Activists say young women pursuing graduate studies are especially vulnerable to sexual misconduct because they depend heavily on their academic adviser to complete their degrees, pursue research in their field of study and get recommendations for future jobs. Reporting misconduct could endanger an academic career. And besides damaging the women's mental health and well-being, sexual harassment can chase some of them out of academia altogether.
"Often professors who are advising graduate students are the students' gateway to their degree attainment and their career prospects," said Anne Hedgepeth with the American Association of University Women. "That's an immense amount of power that professors hold. It's also an immense amount of risk that students take when coming forward when future prospects are on the line."
That sums up what happened to Kidd, according to the lawsuit.
Kidd says Florian Jaeger, a distinguished linguistics professor at the New York university's cognitive sciences department who was one of her academic advisers in 2007, pressured her to rent a room in his apartment for a year.

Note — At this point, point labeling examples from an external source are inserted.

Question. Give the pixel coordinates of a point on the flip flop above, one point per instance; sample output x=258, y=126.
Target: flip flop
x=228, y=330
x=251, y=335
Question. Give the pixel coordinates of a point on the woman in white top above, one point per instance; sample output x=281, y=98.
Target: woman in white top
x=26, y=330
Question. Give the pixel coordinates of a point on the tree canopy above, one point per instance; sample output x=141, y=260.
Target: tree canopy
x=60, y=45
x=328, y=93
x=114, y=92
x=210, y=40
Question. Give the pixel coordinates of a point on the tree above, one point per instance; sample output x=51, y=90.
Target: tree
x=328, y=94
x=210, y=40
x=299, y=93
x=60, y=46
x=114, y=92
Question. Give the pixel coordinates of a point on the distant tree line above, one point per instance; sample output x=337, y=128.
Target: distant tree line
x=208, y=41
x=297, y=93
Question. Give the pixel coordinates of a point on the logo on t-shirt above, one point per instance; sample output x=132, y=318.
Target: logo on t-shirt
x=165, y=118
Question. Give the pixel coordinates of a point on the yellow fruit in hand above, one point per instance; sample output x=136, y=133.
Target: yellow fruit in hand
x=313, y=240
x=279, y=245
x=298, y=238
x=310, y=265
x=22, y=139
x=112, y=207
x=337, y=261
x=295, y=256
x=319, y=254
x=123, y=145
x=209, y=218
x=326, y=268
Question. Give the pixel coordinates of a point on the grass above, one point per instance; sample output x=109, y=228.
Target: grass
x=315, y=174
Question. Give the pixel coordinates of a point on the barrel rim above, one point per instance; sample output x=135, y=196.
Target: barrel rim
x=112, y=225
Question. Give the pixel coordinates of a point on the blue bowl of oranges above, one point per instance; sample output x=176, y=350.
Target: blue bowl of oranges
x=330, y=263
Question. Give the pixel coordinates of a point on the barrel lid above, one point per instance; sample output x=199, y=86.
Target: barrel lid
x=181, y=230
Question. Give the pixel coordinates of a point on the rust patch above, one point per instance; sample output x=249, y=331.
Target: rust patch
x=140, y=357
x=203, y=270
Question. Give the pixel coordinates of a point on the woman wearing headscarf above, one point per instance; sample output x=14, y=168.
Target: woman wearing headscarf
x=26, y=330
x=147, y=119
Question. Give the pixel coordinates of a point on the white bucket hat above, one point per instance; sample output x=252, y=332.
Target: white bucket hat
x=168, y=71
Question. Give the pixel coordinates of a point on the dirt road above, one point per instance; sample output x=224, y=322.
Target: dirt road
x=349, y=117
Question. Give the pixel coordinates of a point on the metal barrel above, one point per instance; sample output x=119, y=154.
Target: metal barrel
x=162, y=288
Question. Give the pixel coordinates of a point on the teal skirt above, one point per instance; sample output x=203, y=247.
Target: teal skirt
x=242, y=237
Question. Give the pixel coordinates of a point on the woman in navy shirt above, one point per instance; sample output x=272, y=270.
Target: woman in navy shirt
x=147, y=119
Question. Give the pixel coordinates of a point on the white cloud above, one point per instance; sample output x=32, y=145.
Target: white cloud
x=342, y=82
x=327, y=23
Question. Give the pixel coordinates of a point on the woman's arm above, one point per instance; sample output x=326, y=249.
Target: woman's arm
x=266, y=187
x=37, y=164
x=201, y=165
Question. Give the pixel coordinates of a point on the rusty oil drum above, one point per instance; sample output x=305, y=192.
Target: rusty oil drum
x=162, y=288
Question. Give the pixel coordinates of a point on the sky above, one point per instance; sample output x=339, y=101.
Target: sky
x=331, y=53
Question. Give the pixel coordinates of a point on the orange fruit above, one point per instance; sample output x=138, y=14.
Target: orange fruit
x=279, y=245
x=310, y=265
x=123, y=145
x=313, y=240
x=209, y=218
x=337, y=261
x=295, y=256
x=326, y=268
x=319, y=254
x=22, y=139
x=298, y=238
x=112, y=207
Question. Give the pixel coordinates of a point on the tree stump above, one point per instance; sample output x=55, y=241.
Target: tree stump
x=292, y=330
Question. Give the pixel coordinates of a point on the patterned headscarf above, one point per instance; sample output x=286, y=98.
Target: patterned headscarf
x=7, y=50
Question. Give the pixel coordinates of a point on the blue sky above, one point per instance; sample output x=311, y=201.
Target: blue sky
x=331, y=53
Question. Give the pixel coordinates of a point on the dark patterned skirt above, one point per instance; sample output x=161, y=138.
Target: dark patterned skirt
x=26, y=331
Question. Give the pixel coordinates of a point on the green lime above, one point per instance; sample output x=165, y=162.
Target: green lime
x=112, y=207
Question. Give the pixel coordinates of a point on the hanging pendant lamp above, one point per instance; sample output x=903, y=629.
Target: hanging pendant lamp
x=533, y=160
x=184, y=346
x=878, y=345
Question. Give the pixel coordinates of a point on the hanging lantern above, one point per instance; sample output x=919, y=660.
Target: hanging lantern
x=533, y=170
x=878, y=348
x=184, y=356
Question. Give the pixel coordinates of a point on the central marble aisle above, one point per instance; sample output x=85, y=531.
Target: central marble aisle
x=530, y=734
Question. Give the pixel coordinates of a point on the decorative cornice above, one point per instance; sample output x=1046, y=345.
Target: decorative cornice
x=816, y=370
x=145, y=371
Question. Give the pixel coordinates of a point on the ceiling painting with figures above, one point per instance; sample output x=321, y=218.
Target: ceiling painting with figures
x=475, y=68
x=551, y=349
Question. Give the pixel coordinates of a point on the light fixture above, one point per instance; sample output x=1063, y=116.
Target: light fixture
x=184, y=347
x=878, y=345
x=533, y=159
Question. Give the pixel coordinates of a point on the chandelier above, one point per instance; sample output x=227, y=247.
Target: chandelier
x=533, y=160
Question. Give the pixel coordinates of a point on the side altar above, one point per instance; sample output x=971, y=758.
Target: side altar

She says he then constantly intruded in her private life, demoralized her and talked to her about oral sex and other sexually explicit topics.
"I begged him to stop and to just advise me professionally and he said that was impossible, that wasn't his mentorship style," Kidd said in a phone interview. "There were many moments where I went to sleep in the lab and I wondered what I had done to deserve the hell I was living in every day."
When Kidd protested, Jaeger made it understood that he could derail her career.
"He had a lot of control over my work life, he had the ears of everybody in the field," she recalled. "He reminded me constantly that they know him, that he was a big shot and that I was no one."
In the end, Kidd moved out of Jaeger's apartment and abandoned language research so that she wouldn't have to be supervised by Jaeger. She now studies attention and general learning.
Last year, two professors at the department, in whom Kidd eventually confided, filed a sexual harassment complaint. The university investigated but found the allegations unsubstantiated. The professors say the university then began a retaliation campaign against them. In August, Kidd together with group of faculty members filed a complaint with the Equal Employment Opportunity Commission, a federal agency in charge of workplace discrimination issues. In December, Kidd and her colleagues filed a federal lawsuit.
The university responded by placing Jaeger, now a tenured professor, on administrative leave and commissioning an independent investigation. Results are expected in early January.
University President Joel Seligman said in a statement that the school is committed to creating a safe and respectful environment, but vowed to "vigorously defend" himself and the university provost against some personal claims made against them in the suit.
Jaeger did not respond to an email seeking comment. But shortly after the case was made public this fall, he emailed his students to say that while some of the online comments about him were painful to read, "I am glad that there is now generally so much support for people who speak up against discrimination." Jaeger added that he has always tried to make his lab "an exciting, sa(f)e and supportive place to pursue science" and that he has received letters of support from former students.
As universities face pressure to rethink their sexual misconduct policies, activists suggest various possible remedies: spelling out what interaction is appropriate between faculty and students; more transparency in reporting and investigating complaints; more women in senior leadership positions in academia; and making a student's career less dependent on just one professor.
"There is really no excuse for not addressing this," Chaudhry at the National Women's Law Center said.